Shadowy Corners

Apr 19, 2011 00:51

 Sorry this is on the line of late ~ I'm on Central US time currently (in New Orleans, which is nice since it's still snowing at home in Buffalo). Suffice to say, life is big on the crazy and grad school is evil. Also, the Internet and livejournal apparently dislike me... But I'm really excited to be posting ~ first Seasonal Spuffy! but although I've been spending every (few and far between) spare minutes writing, I don't have as much for you as I intended. Hopefully you'll still enjoy anyway. I have a short one-shot, below, and a teaser scene for a four-part AU season four fic to follow, probably on free-for-all-day. Happy reading and I can't wait to rededicate my free time to reading what everyone else has been posting!!

Title: Shadowy Corners
Author/Creator: onlylyin (I'm on fanfiction.net as lyin', you might, or might not, have spied me there!)
Era/Season/Setting: Season 8 Comicsverse, pre the four-months-later scenes in Issue #40. Very little comics knowledge actually needed to follow, except that Buffy's now working in a coffee shop.
Rating: All Ages
Genre: ...er, doughy conversation?
 I was going to link a download to "Falling in Love in a Coffee Shop," which is very on-the-nose and not a song that would automatically make me think Spuffy, except that it did. And I say "I was going to" because trying to link makes my entry post crash and burn. but if anyone wants it, give me a shout. Enjoy!

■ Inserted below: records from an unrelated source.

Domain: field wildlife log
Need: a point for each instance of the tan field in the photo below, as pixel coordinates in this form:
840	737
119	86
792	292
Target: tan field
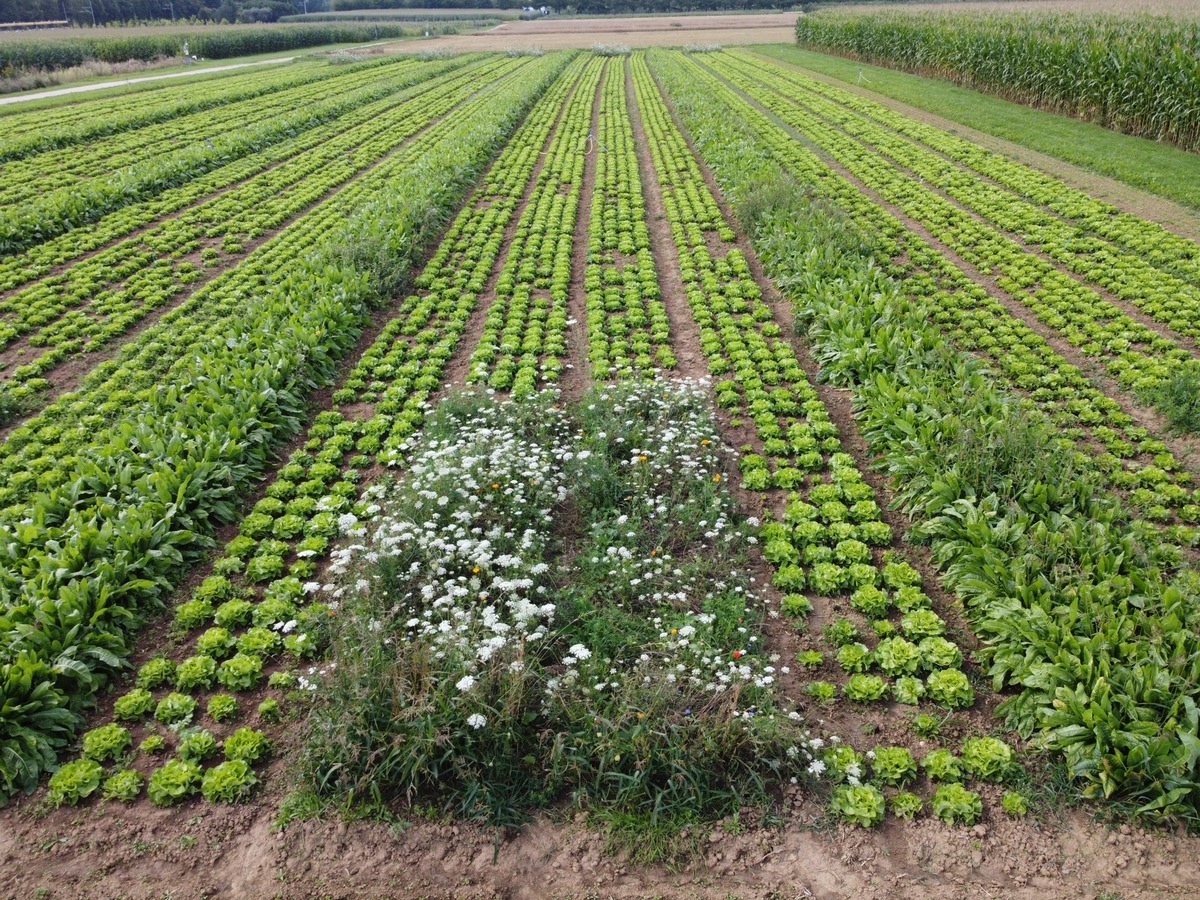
1176	9
553	34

Buffy doesn’t work any night shifts at Pick Me Up. Even though she’s the new girl, her boss and coworkers make sure never to schedule her for after sunset, which is so darn nice of them Buffy spends her first half-month expecting them to turn out to be monstrous. (Not necessarily monsters, though, because she’s learned by now the two don’t always go hand in hand). Everyone at works thinks she has a second job-pretty accurate, although her sacred duty is once again paycheck-free. Buffy has to remind the suspiciously-Anya-like voice in her head that stealing is wrong every time she walks by a bank, that her brief foray into cat burglary wasn’t as Robin Hood-y as she likes to imagine, that…people wouldn’t approve.

And she likes work. Really. She gets to move around and stay busy and be a loose part of the lives of people who don’t know or care how many times she’s saved (and lately almost ended) the world. All that matters is she comes bearing caffeine. Her customers and coworkers do seem endlessly amused by her, especially when she’s saying “Huh?” to whatever album or author or art show they think she must check out. When the morning-shift barista whose name Buffy hasn’t gotten straight yet calls her “mainstream,” it sounds more like “how cute” than an insult.

She’d forgotten people could be nice to each other for no reason. And how good it can feel to be nice back, to be smiley, maybe-mainstream-y, shiny Buffy, for so many strangers who don’t know better.

Dawn and Xander don’t really visit her at work, though they both expect her to occasionally bring pastries back to the apartment. They came in during Buffy’s first week, separately and together, but Pick Me Up’s out of their ways. Xander professes to suffer intense pangs of guilt every time he grabs coffee closer to his job, while Dawn refuses to pretend to any such thing. Secretly, Buffy’s kind of relieved. She likes her lives separate.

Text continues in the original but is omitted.